Case 3: Site-Level Analysis of Non-B Burden Heterogeneity among multiple mutations and samples (Multiple groups of multiple regions)

Use cases: The goal of this use case is to demonstrate the ability to explore non-B burden localized to site-level genomic coordinates from multiple genes and samples with use of the ‘burden in batch’ option.

Example: We applied mutation-localized non-B burdens calculation to genome-wide mutation sites from 104 early-stage pancreatic cancer patients with mutation and survival data from TCGA. In other words, 104 groups of genomic mutation regions from 104 samples were used as input for burden in batch calculation (A). Each group has its own specific mutation sites signature per sample. The mutations sites of each group were overlapped with non-B forming motif regions to calculate the non-B burden within each sample.

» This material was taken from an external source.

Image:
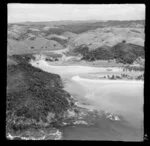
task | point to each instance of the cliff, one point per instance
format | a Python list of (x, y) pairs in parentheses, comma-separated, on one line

Results: For each sample, we derived a site-level non-B burden for each non-B DNA structure, resulting in a non-B burden output matrix of 104 (columns, input groups) x 6 (rows, non-B types) (B). We performed a cluster analysis on these non-B burdens and compared overall survival between groups (C). Among the 104 early-stage pancreatic patients, non-B burden clustering resulted in six patient clusters that differentiated by non-B DNA structures burden, in which IR high burden samples (n=23, median OS=15 month) significantly differed in OS from DR high burden samples (n=23, median OS=30 month). The resulting output matrix of burdens on these sample can be used for other downstream analyses including supervise and unsupervised clustering, total burden calculation, association analyses and more depending on research questions.